Wow! I knew Microsoft was seriously getting its act together, but their latest move is the most impressive yet.

You can read the reports here and here and here, but the basic story is clear from just the headline.

Bash on Windows

Microsoft just announced that Linux non-graphical programs will now run on Windows. This of course includes the main interface to Linux, the Bash shell. It also means all the other Unix tools that Linux and Mac users take for granted. This is huge news.

Basically this is like Wine but in reverse. Wine, started in 1993(!), is a recreation of the functionality of Windows system calls for Linux. So when a C program calls a standard function, for example, fopen() to open a file, the OS, which actually manages files and memory and processes and such, answers the call. Obviously the Linux kernel and the Windows kernel do things differently and Wine is a way to translate what a program is expecting from Windows into proper Linux calls. But this thing they’re showing does the reverse. When a Linux program (like Bash but it applies to all) runs on Windows, apparently this new Microsoft thing converts what Linux programs expect into the system calls appropriate for a system managed by Windows.

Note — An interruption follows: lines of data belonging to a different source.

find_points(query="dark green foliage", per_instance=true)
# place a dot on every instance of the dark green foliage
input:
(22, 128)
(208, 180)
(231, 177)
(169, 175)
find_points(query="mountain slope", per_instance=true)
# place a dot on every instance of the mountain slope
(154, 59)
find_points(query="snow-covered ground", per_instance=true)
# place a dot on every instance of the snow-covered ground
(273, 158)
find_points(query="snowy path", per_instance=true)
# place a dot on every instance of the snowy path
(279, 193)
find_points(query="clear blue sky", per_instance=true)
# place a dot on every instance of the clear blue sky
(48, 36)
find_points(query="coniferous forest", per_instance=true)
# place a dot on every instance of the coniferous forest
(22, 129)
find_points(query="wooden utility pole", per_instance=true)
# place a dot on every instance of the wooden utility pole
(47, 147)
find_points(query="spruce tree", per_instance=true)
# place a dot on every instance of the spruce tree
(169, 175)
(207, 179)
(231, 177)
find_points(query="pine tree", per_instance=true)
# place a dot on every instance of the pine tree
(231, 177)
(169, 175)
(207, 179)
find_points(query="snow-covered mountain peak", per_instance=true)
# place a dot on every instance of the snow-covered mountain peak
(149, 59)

Of course there are still questions like, why can’t the open source Bash just be ported properly to native Windows? This question implies the real question — are there fundamental deficiencies in the Windows kernel that make full Bash functionality difficult? But hey a reverse Wine for Windows is still a great thing and will no doubt be very useful and make Windows a much more plausible system to use.

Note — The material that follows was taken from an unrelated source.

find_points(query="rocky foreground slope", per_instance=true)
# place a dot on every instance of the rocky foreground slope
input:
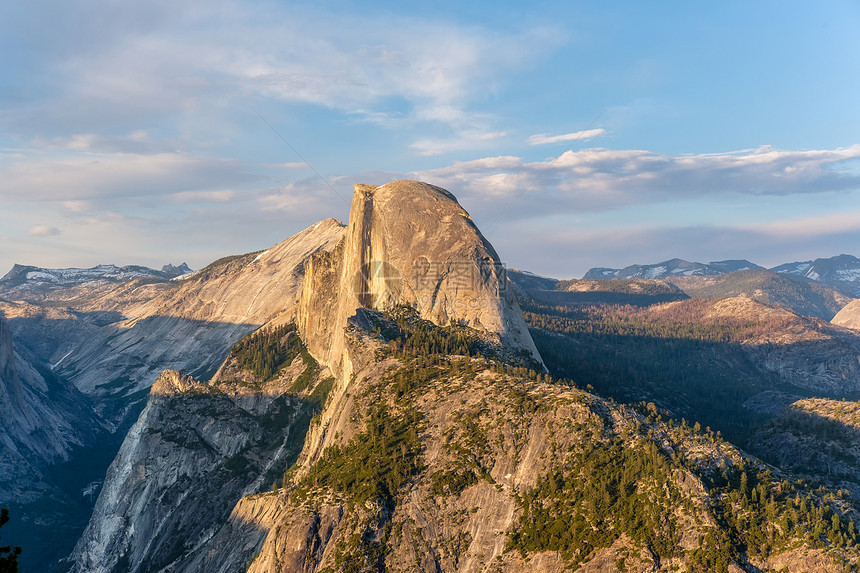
(439, 444)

And if that’s not enough for one day, Microsoft is also releasing an extension to Visual Studio that allows C++ code to (cross?) compile for Linux machines. I’m guessing these things are related. Still, this is a pretty huge deal.

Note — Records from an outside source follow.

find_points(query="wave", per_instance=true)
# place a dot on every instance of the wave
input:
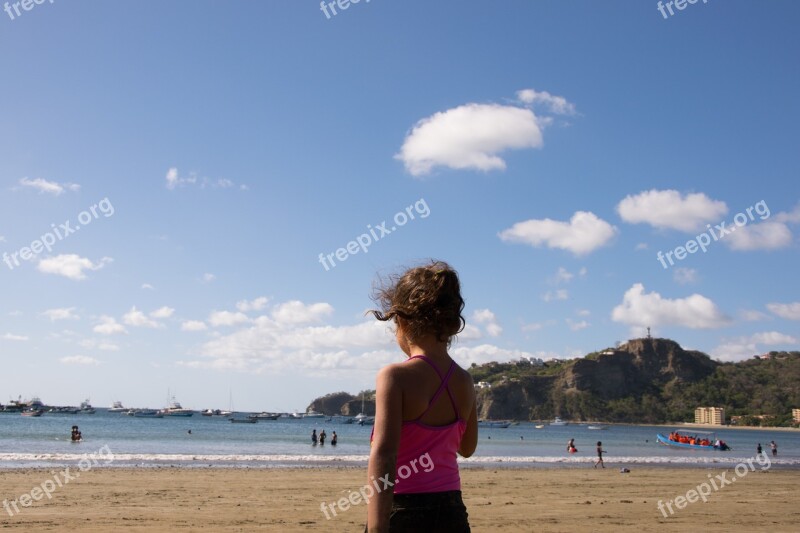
(145, 459)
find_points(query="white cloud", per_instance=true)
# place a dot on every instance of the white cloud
(583, 234)
(138, 319)
(485, 353)
(489, 321)
(296, 312)
(684, 276)
(49, 187)
(92, 344)
(740, 348)
(577, 326)
(193, 325)
(79, 360)
(174, 180)
(788, 311)
(645, 310)
(560, 294)
(557, 105)
(227, 318)
(70, 266)
(751, 315)
(256, 305)
(763, 236)
(469, 137)
(64, 313)
(109, 326)
(670, 209)
(563, 275)
(162, 312)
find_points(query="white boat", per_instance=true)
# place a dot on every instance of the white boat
(148, 413)
(265, 416)
(176, 409)
(86, 407)
(494, 423)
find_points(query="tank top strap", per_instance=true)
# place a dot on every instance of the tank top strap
(442, 387)
(427, 360)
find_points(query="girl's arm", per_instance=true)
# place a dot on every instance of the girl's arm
(383, 455)
(470, 439)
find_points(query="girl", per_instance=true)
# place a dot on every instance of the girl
(425, 411)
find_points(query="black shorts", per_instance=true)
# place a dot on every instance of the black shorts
(429, 512)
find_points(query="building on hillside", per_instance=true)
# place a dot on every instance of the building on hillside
(714, 416)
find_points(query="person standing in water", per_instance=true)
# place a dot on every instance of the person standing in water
(600, 452)
(425, 407)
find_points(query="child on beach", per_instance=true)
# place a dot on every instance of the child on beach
(425, 408)
(600, 452)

At this point if Microsoft releases a DirectX library for Linux (go ahead and charge for it, it’s good stuff), then Linux and Microsoft are suddenly on the same team. This is a great victory for Microsoft and an even greater one for Linux.

UPDATE: 2016-04-07

Here’s even more on this confirming my conjectures about what exactly this new feature is. It also mentions some of the things that don’t work which are related to the deficiencies in Windows I mentioned. Still, it will be very interesting to see how this develops.

UPDATE: 2019-05-07

Here’s an interesting rumor.

If this comes to pass this will be an extraordinary moment in computer history. Hasta la victoria siempre!

UPDATE: 2019-07-16

I have to reproduce this n-gate gem.

Microsoft’s Linux Kernel - June 28, 2019

Microsoft complies with the licensing requirements of the software it distributes. It has no choice, because there is no company to buy, dismantle, and integrate into Windows 10 Plus! Pack for Makers. Some Hackernews are excited to be able to run useful software without sacrificing the opportunity to pump "telemetry" data to a corporation. Other Hackernews think that this solution is too simple and should be replaced with a larger house of cards comprised of less well-integrated software choices. The rest of the comments are Hackernews incorrecting one another about which Microsoft products are better than the Unix alternatives that existed before any of the commenters learned to read.

UPDATE: 2020-05-19

And now there is an integrated X server to run standard X Windows clients.